Coronavirus: Private gardens open virtually to support NGS charities
For 90 years, the National Garden Scheme (NGS) has given people the chance to visit some of the best private gardens in England and Wales.
It has given more than £60m to health charities, raised through admission charges and tea and cake sales.
But coronavirus has forced the gardens to close to visitors for the first time in the scheme's long history.
This year, gardeners are showing off their efforts with videos and urging people to donate money online instead.
Gardener and TV presenter Alan Titchmarsh has shared a tour of his garden near Alton in Hampshire, filmed last year, to encourage others to participate and donate.
He said: "Our gardens... they offer us a sheet anchor in times of turmoil - never more so than this year.
"I think it's a wonderful idea [virtual tours] - typical of the resourcefulness that has kept the National Garden Scheme going for over 90 years."
Every year about 3,500 gardeners open their outside spaces to visitors for the NGS, but this year the organisation expects its income to be down by 80%.
Bridget Bowen has been welcoming visitors to her garden at Ivy House in Dorset's Piddle Valley since 2002 and had been planning her most ambitious year yet with seven openings.
Having managed to open once before restrictions came into force, the rest of the schedule has been cancelled, so she filmed a tour, led by her rescue dog Alfie, and is selling plants from a trolley on her driveway, with some of the proceeds going to the NGS.

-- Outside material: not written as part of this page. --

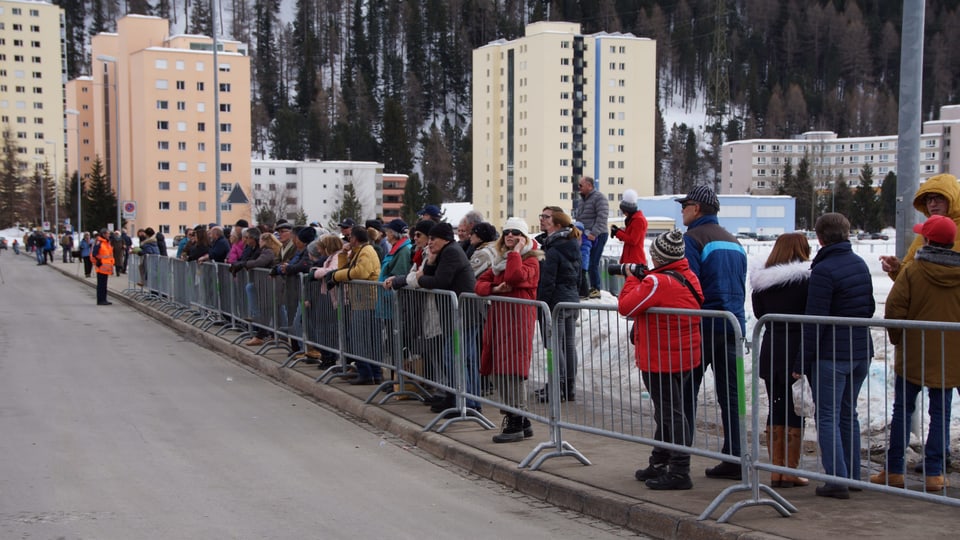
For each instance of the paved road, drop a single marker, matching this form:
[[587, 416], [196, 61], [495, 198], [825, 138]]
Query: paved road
[[113, 427]]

Mrs Bowen said, with the garden at its peak, she and her husband felt "sadness and disappointment" at having to close it to visitors.

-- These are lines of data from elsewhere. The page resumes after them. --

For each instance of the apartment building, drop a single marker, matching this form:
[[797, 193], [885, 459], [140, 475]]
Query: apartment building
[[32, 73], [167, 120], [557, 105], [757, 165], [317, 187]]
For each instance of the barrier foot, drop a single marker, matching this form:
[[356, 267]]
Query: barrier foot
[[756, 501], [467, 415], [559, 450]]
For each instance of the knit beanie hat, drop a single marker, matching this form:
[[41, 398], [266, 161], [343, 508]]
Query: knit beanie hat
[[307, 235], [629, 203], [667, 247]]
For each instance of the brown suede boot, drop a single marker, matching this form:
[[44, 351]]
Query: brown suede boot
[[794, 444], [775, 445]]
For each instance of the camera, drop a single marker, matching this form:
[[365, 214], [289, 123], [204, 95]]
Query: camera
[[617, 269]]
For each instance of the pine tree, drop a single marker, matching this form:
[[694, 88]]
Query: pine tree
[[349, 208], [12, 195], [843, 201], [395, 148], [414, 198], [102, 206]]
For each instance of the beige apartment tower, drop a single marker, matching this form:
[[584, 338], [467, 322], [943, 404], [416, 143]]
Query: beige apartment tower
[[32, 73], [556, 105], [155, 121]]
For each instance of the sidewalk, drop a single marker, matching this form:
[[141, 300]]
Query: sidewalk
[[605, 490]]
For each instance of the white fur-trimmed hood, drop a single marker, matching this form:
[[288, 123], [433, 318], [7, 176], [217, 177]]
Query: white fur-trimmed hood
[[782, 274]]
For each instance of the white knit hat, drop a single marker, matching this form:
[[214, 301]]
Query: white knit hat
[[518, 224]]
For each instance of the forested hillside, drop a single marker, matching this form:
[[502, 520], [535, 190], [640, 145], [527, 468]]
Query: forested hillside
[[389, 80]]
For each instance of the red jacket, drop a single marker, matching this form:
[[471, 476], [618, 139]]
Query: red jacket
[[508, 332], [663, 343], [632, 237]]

She said: "With the lack of any very cold weather since Christmas and plentiful supplies of rain in February, the garden has flowered better than any year since we arrived in 1986."
Francine Raymond is one of 20 people who open their gardens in Whitstable in Kent.
She had been due to open for her fifth year on 14 June but has carried on getting ready as if it will happen.
She said: "It's been a saviour during the lockdown but I miss doing it without the support of the other 19 gardeners.
"This would have been our fifth year of opening and I'll miss our 1,000 or so visitors.
"It's a brilliant way of raising money in great company and proving you don't need rolling acres to open."
Sally and Tony Harden have lived at Maithlin Cottage, at the foot of the Mendips in Somerset, for 34 years and opened their wildlife-friendly garden for the first time last June as part of a group opening with their neighbours.
Mrs Harden said coronavirus restrictions meant they had been unable to see their family, including two grandchildren in the USA, but had more time to tend their borders and greenhouse.
She said: "Having the garden has been an excellent distractor and therapy.
"We felt sad not to be able to share our garden this year but more sad that the donations to such good causes would not be possible in the same way... that led us to sow extra vegetable and tomato seeds to sell them to raise some funds for the NGS."
Graham and Angela O'Connell have been opening their garden for 27 years and have welcomed thousands of visitors during that time.
Their long narrow plot in Frimley Green has earned a gold award for wildlife gardening from Surrey Wildlife Trust.
Mr O'Connell said: "This year has certainly been a strange one. We feel almost guilty when we say we have really enjoyed spending so much time in the garden, especially when you hear of the dreadful time many others have suffered.
"This year it has had lots of attention and is perhaps looking better than ever. That is why we were keen to let people see the garden, despite the lockdown, by having an NGS virtual tour.
"We filmed it all ourselves and have not done anything like this before so it has been particularly rewarding to get so much wonderful feedback, even from as far afield as Greece."